In terms of the flow of records, they indicate that the number of operators involved is constantly growing.
They describe it as follows: “We see constant improvements. The coverage of charging points in EU countries is considered high and the quality will continue to increase in the future“.
How will EAFO count charging points by 2027?
Before January 1, 2027, a Common European Access Point must be established as a gateway.
This should be in line with the structures of EAFO and compatible with the TENtec information system.
“This should allow users to easily access data, compare prices, and obtain relevant information about infrastructure features, such as accessibility, availability, or power capacity”, explain EAFO.
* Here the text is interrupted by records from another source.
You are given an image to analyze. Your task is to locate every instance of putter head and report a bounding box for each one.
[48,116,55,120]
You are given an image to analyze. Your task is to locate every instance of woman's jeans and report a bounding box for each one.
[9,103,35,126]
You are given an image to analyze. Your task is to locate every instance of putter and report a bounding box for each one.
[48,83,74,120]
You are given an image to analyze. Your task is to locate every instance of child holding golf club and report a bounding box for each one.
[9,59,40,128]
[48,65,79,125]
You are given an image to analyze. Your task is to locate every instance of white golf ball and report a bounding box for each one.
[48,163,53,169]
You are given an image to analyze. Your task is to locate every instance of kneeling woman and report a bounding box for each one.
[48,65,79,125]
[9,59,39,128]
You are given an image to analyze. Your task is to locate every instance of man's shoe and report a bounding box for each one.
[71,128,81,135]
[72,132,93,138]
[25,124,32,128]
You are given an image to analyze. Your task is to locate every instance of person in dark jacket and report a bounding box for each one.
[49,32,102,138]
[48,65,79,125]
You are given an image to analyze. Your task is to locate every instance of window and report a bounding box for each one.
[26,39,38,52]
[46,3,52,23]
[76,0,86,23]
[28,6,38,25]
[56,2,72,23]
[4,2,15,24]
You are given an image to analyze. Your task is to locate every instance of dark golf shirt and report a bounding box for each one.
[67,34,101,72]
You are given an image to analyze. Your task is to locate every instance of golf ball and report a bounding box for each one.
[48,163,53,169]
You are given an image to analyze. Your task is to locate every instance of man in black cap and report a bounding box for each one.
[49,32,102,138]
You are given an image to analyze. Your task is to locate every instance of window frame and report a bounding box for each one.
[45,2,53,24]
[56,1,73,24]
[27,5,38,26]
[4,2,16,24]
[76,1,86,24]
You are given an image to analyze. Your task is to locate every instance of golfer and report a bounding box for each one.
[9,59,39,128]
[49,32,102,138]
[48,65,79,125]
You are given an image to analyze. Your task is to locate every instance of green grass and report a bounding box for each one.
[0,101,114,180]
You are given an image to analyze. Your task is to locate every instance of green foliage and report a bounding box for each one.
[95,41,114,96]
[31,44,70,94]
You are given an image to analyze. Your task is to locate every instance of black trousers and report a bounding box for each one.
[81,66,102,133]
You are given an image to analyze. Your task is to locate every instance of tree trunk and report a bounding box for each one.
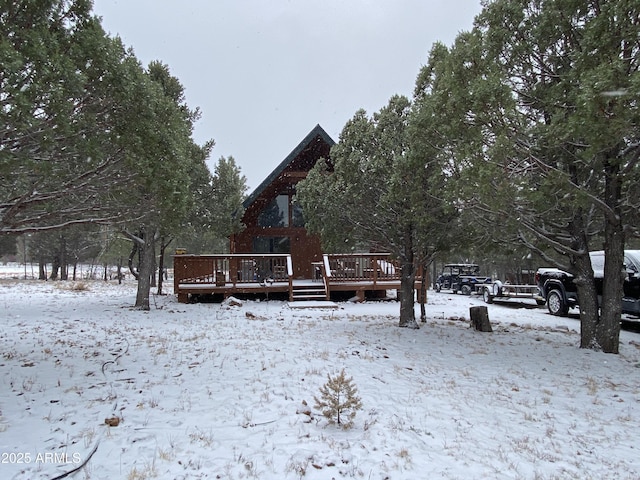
[118,257,123,285]
[398,257,420,328]
[49,255,60,280]
[469,305,493,332]
[573,246,600,350]
[596,159,626,353]
[38,257,47,280]
[135,227,156,310]
[129,242,139,280]
[158,237,172,295]
[420,263,429,323]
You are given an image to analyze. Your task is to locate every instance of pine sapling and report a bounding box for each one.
[313,368,362,428]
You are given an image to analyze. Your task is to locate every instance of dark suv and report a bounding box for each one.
[435,263,491,295]
[536,250,640,316]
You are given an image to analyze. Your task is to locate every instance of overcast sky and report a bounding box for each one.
[94,0,481,191]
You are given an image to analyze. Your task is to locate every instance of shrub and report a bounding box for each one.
[313,368,362,428]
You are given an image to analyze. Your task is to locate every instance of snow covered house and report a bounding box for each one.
[230,125,335,279]
[174,125,421,302]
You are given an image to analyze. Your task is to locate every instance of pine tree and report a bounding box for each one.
[313,368,362,428]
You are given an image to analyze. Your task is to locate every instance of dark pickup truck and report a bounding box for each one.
[536,250,640,317]
[435,263,491,295]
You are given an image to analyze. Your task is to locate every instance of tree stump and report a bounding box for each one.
[469,306,493,332]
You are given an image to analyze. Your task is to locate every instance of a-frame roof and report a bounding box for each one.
[243,124,336,208]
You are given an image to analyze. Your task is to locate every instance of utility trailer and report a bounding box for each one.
[478,280,545,305]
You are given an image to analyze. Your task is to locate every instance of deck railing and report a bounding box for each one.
[323,253,400,283]
[173,254,293,291]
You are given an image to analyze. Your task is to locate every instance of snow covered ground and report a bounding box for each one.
[0,264,640,480]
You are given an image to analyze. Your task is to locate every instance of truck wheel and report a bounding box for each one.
[482,287,493,303]
[547,290,569,317]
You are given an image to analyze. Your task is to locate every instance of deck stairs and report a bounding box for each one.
[291,282,329,302]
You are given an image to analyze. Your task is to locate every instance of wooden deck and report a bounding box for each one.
[173,253,422,303]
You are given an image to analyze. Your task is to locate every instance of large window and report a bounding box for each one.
[258,195,289,227]
[253,237,291,253]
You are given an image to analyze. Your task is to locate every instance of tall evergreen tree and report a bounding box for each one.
[412,0,640,352]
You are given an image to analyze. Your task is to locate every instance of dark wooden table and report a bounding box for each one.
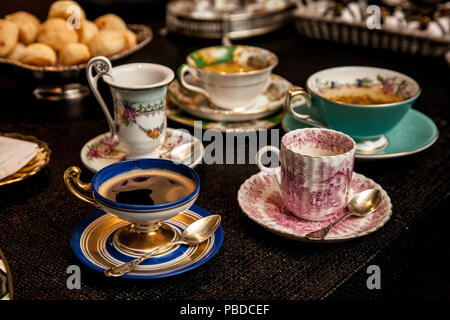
[0,1,450,300]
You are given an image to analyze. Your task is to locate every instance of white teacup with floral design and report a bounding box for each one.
[256,128,356,221]
[86,56,174,159]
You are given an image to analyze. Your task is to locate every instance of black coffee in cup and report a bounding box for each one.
[99,169,196,205]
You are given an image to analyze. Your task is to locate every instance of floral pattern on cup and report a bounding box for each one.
[315,74,412,99]
[137,122,165,139]
[86,128,188,160]
[280,129,355,220]
[238,172,392,241]
[87,137,128,160]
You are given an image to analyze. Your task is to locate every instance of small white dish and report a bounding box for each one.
[168,74,292,122]
[80,128,205,173]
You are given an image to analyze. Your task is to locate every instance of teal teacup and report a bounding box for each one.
[286,66,420,152]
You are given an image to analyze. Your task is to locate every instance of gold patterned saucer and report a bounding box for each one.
[0,132,51,186]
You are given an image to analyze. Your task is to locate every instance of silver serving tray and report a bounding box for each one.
[0,24,153,100]
[166,0,296,39]
[294,10,450,56]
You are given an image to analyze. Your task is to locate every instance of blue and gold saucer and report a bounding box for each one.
[282,105,439,160]
[71,205,223,279]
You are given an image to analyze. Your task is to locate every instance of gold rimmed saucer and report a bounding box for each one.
[0,132,51,186]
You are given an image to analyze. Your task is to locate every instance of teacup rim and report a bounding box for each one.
[306,65,422,108]
[102,62,175,90]
[281,128,356,159]
[91,158,200,212]
[186,44,279,77]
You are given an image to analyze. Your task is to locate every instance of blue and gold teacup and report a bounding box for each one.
[64,159,200,255]
[286,66,420,152]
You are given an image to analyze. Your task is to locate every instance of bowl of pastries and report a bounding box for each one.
[0,1,153,100]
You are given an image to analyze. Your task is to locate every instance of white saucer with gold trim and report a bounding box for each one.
[167,74,292,122]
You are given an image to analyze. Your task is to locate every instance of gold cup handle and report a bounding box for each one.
[64,166,99,208]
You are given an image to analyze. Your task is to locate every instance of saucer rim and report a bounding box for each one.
[70,204,224,280]
[80,127,205,174]
[281,108,439,160]
[167,73,292,123]
[237,171,392,243]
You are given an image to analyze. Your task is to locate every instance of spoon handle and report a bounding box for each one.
[305,211,353,240]
[104,240,184,277]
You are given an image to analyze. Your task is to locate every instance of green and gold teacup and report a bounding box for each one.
[178,45,278,109]
[286,66,420,149]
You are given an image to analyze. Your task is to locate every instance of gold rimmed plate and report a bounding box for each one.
[71,205,223,279]
[0,133,51,186]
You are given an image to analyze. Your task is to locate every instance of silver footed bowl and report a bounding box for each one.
[0,24,153,100]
Additionally, this commission will have differentiated powers, such as adopting measures to obtain additional data.
These measures can pertain to the format, frequency, or quality of procedures in the devices.
Furthermore, infrastructure operators must provide static and dynamic data on the operation of charging points. They must also create interfaces for “free and unrestricted” access to this data.
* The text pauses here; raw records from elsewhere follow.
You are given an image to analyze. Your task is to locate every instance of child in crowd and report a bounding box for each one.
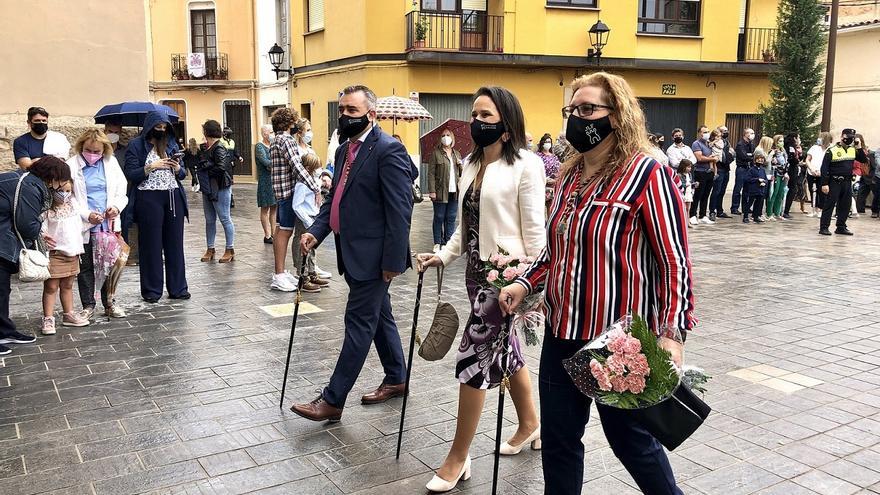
[292,153,329,292]
[743,149,767,223]
[678,158,697,227]
[41,181,89,335]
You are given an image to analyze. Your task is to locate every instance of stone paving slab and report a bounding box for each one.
[0,186,880,495]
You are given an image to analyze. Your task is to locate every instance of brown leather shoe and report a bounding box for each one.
[290,395,342,422]
[217,249,235,263]
[361,383,406,404]
[202,248,216,263]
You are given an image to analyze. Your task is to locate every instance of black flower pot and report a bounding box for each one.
[630,385,712,450]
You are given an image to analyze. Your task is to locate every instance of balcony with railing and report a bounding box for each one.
[406,11,504,53]
[171,53,229,81]
[737,28,779,64]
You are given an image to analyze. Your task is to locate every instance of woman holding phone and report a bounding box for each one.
[125,111,190,303]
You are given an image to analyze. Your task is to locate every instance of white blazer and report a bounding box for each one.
[67,153,128,244]
[438,149,547,266]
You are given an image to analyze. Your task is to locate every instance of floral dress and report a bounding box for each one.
[455,186,525,389]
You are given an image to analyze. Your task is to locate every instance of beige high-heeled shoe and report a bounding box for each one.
[498,426,541,455]
[425,456,471,493]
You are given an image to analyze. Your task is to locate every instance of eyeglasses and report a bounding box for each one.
[562,103,614,119]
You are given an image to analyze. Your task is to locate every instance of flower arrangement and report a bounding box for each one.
[562,315,712,450]
[484,246,544,345]
[563,316,708,409]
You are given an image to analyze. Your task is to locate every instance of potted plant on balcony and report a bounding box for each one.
[413,14,431,48]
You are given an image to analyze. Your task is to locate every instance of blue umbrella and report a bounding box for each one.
[95,101,180,127]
EAFO has established a network that allows access to over 300 different connections.
This network involves data from the networks of more than 3,000 charging operators worldwide.
Regarding this, the organization points out: “A series of data cleaning and filtering procedures is necessary to end up with the correct set of charging points. There are recurring errors that could lead to incorrect figures that do not reflect reality.”
Regarding the differences in counting and characterizing charging networks, according to EAFO, they may be due to the following reasons:
- Different definitions of the term “charging point.”
- Registering chargers with connector types that are not considered charging points according to EU legislation.
- Counting the quantity or type of chargers as two different charging points.
- Incorrect or contradictory information as the source of a failed record.
To provide precision, EAFO defines a charging point as operational when it is “accessible to the general public”.
According to this criterion, temporary inoperability of the station is not a necessary reason to remove the point from the record.
Additionally, they differentiate between charging points for public access and those for private use but with public access.